On the Anthro-L email list someone asked:
For the uninitiated, could someone please tell me what distinction anthropologists make between race & ethnicity?First have a look at a post on this blog some time back: "Paging Dr. Gupta: ethnic skin?!?"
Now then, briefly:
Both race and ethnicity are cultural categories used for sorting humans into groups. The "race" category alleges that biological features can be used to do this, but it is not valid. "Race" is equivalent to "subspecies," and it doesn't work even for non-human animals. For instance, the "Florida panther" is an alleged subspecies of mountain lion, Puma concolor coryii. It is a figment of people's imagination, although... the informal designation might be useful for conservation purposes: "the panthers that happen to live in Florida need to be protected." The taxonomic label is simply invalid.

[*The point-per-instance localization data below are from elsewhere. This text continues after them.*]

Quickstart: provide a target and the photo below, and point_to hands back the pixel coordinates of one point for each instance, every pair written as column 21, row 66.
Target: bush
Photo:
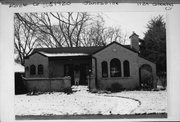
column 116, row 87
column 68, row 90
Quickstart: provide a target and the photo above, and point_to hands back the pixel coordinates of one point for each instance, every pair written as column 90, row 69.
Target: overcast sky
column 131, row 21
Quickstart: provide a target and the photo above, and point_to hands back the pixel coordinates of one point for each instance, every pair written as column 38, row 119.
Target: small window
column 32, row 70
column 115, row 68
column 126, row 68
column 104, row 69
column 40, row 69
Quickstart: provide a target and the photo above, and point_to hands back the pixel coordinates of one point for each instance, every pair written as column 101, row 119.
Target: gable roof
column 124, row 46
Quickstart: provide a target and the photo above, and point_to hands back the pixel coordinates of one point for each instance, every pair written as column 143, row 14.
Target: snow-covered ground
column 84, row 102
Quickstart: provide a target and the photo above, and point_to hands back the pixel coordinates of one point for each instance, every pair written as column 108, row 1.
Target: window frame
column 115, row 68
column 32, row 69
column 40, row 68
column 126, row 68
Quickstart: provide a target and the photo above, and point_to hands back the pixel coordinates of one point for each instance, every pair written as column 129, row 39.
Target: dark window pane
column 32, row 70
column 115, row 68
column 40, row 69
column 126, row 68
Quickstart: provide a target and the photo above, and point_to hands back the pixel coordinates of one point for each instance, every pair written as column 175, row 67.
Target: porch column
column 92, row 84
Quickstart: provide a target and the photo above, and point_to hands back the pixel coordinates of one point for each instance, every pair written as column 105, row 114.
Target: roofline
column 34, row 53
column 55, row 56
column 111, row 44
column 147, row 59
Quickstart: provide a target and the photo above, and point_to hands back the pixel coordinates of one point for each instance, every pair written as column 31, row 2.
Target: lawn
column 83, row 102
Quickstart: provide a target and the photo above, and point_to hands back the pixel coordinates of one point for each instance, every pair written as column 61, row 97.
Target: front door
column 69, row 71
column 83, row 74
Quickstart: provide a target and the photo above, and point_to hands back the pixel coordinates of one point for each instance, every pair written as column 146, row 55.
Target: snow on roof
column 18, row 67
column 62, row 54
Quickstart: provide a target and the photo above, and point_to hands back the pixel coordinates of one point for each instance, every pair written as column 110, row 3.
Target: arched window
column 104, row 67
column 115, row 68
column 32, row 70
column 126, row 68
column 40, row 69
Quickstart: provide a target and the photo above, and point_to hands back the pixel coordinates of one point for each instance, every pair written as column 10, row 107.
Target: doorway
column 84, row 68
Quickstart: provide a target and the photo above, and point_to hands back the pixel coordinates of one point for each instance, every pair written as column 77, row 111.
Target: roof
column 18, row 67
column 125, row 46
column 86, row 50
column 134, row 34
column 74, row 51
column 62, row 54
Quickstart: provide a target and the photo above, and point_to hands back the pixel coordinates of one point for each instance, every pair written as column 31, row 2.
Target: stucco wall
column 121, row 53
column 36, row 59
column 47, row 84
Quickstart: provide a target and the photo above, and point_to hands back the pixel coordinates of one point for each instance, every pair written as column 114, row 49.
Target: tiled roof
column 86, row 50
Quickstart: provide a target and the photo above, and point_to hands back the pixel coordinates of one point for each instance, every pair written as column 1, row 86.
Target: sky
column 131, row 21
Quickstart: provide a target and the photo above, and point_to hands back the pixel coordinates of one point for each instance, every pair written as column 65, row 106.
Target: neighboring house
column 46, row 68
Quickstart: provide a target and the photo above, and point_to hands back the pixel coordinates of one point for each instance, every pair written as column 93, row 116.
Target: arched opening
column 146, row 77
column 104, row 67
column 126, row 68
column 115, row 68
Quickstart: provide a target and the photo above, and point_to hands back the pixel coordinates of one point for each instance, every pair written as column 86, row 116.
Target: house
column 53, row 69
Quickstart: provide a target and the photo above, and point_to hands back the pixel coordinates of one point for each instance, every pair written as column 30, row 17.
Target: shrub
column 116, row 87
column 68, row 90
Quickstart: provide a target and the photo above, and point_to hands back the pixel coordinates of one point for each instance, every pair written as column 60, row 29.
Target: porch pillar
column 92, row 83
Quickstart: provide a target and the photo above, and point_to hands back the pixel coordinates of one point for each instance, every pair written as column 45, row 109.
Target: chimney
column 134, row 41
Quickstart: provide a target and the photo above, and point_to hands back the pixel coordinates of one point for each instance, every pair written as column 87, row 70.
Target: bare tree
column 97, row 34
column 24, row 40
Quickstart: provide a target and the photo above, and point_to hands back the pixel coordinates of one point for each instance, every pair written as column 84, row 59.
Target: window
column 115, row 67
column 104, row 69
column 126, row 68
column 40, row 69
column 32, row 70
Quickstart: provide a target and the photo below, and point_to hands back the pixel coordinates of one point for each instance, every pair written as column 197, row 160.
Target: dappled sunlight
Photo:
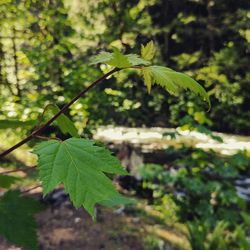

Ethnic group, as a category, alleges that people share language and culture, at least partly or mostly due to their having a common origin, coming from a place. "African-American" comes to mind, of course. The Garifuna in Central America are an interesting example, because many of them appear to be of African descent, but they speak an Arawakan language: a nice example of the independent variability of biology and culture.
By the way, in the US at least, SAE (standard average European) is the unmarked ethnic category. Other people belong to "ethnic groups," but not them (us?). This is one facet of the trap Gupta fell into. Of course, to be human is to belong to an ethnic group: without language and culture, we are not human.